I am working through a lecture where two definitions for the extension of a field are given and I have troubles to understand them.
All considered rings are commutative with identity. Let $K$ and $L$ be fields.
Def. 1: $L$ is an extension of $K$, if $K \subset L$.
Def. 1.1: $L$ is an extension of $K$, if $L$ is a $K$-algebra.
Remarks: A $K$-algebra is a ring $A$ which is a $K$-module, s.t. the multiplication $A \times A \to A$ is $K$-bilinear ($\iff (k_1a_1)(k_2a_2)=k_1k_2a_1a_2$ where $k_i \in K, a_i \in A$).
The second definitions seems to be much more involved than the first one (at least for myself).
My thoughts: I first reconsidered the definition of an algebra according to the book "Advanced Linear Algebra, 3rd edition" by Steven Roman. An algebra $\mathcal{A}$ over a field $F$ is a nonempty set $A$, together with three operations, called addition (denoted by $+$), multiplication (denoted by juxtaposition) and scalar multiplication (also denoted by juxtaposition), for which the following properties hold: $(i) \mathcal{A}$ is a vector space over $F$ under addition and scalar multiplication, $(ii) \mathcal{A}$ is a ring under addition and mulitplication, $(iii)$ If $r \in F$ and $a,b \in \mathcal{A}$, then $r(ab)=(ra)b=a(rb)$.
Now, property $(i)$ should be equivalent to saying "$\mathcal{A}$ is an $F$-module", since a vector space is just a special type of module, that is a vector space is a module over a field. It seems to me that it is not necessarily required that $\mathcal{A}$ is a commutative ring with identity, which seems to be assumed in definition $1.1$, but just a ring according to property $(ii)$.
Property $(iii)$ on the other hand, looks different than saying that the multiplication $A \times A \to A$ is $K$-bilinear, which might have something to do with my problem as well.
In summary, however, it is completely unclear to me in essence why all this should be the same as saying "$K \subset L$".
Question: Why are the above definitions considered to be equivalent (my algebra skills are very rusty, so please keep that in mind)?
If $K\subseteq L$ then $L$ is indeed an algebra over $K$, where the scalar multiplication is obtained by restricting the usual field multiplication to $K\times L$. All the three axioms of algebra clearly hold.
Conversely, suppose $L$ is an algebra over $K$. Then we can define $\varphi:K\to L$ by $\varphi(k)=k\cdot 1_L$, where here $\cdot$ means the scalar multiplication. You can check this is a homomorphism of fields.
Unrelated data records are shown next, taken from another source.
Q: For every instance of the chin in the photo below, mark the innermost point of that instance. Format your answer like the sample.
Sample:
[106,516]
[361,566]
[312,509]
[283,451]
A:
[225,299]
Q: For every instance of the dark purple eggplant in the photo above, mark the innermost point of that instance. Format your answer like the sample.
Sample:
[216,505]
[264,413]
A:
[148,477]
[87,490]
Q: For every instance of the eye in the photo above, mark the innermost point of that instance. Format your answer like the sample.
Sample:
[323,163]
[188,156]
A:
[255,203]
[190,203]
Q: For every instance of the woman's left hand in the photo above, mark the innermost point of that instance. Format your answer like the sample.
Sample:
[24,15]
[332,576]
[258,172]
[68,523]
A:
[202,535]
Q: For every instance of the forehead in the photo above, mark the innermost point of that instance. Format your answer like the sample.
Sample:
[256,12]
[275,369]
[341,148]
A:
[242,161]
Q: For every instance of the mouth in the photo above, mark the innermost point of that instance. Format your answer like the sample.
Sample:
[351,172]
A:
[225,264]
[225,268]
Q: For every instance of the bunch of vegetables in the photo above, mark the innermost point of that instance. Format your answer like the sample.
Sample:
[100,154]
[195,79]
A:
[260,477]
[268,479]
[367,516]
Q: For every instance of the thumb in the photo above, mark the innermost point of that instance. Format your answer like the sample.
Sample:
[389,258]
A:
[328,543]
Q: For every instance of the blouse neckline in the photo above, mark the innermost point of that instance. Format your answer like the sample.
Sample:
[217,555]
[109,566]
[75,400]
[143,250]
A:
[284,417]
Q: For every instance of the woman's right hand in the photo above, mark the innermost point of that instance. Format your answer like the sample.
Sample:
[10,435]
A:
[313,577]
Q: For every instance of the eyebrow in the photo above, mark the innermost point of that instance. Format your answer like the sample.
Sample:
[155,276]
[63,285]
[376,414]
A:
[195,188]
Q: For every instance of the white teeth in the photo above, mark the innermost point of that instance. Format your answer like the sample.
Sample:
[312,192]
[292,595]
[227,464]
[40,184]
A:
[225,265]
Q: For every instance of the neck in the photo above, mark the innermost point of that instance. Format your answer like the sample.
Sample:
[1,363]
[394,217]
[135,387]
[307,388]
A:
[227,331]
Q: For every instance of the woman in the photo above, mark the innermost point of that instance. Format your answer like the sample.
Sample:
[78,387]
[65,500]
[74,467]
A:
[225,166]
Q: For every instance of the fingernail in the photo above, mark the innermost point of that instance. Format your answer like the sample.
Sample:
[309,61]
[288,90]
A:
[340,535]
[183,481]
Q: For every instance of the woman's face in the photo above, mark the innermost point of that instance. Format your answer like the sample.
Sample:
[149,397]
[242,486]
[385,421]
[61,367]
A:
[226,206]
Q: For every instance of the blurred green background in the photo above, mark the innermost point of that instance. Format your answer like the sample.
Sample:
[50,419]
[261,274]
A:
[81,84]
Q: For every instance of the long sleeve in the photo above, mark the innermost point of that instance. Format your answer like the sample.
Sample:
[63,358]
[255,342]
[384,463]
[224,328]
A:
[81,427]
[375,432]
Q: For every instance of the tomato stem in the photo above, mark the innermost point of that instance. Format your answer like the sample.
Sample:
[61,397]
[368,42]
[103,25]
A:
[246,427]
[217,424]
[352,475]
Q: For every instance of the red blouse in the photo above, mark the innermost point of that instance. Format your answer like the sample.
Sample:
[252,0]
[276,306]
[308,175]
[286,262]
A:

Indeed, the only non trivial part is why is it closed under multiplication. This holds because:
$\varphi(k_1k_2)=(k_1k_2)\cdot 1_L=k_1\cdot (k_2\cdot 1_L)=1_L(k_1\cdot(k_2\cdot 1_L))=(k_1\cdot 1_L)(k_2\cdot 1_L)=\varphi(k_1)\varphi(k_2)$
Where we used the third axiom of an algebra in your list.
Alright, so $\varphi$ is a field homomorphism, and in particular it is injective. So up to injection we indeed have $K\subseteq L$.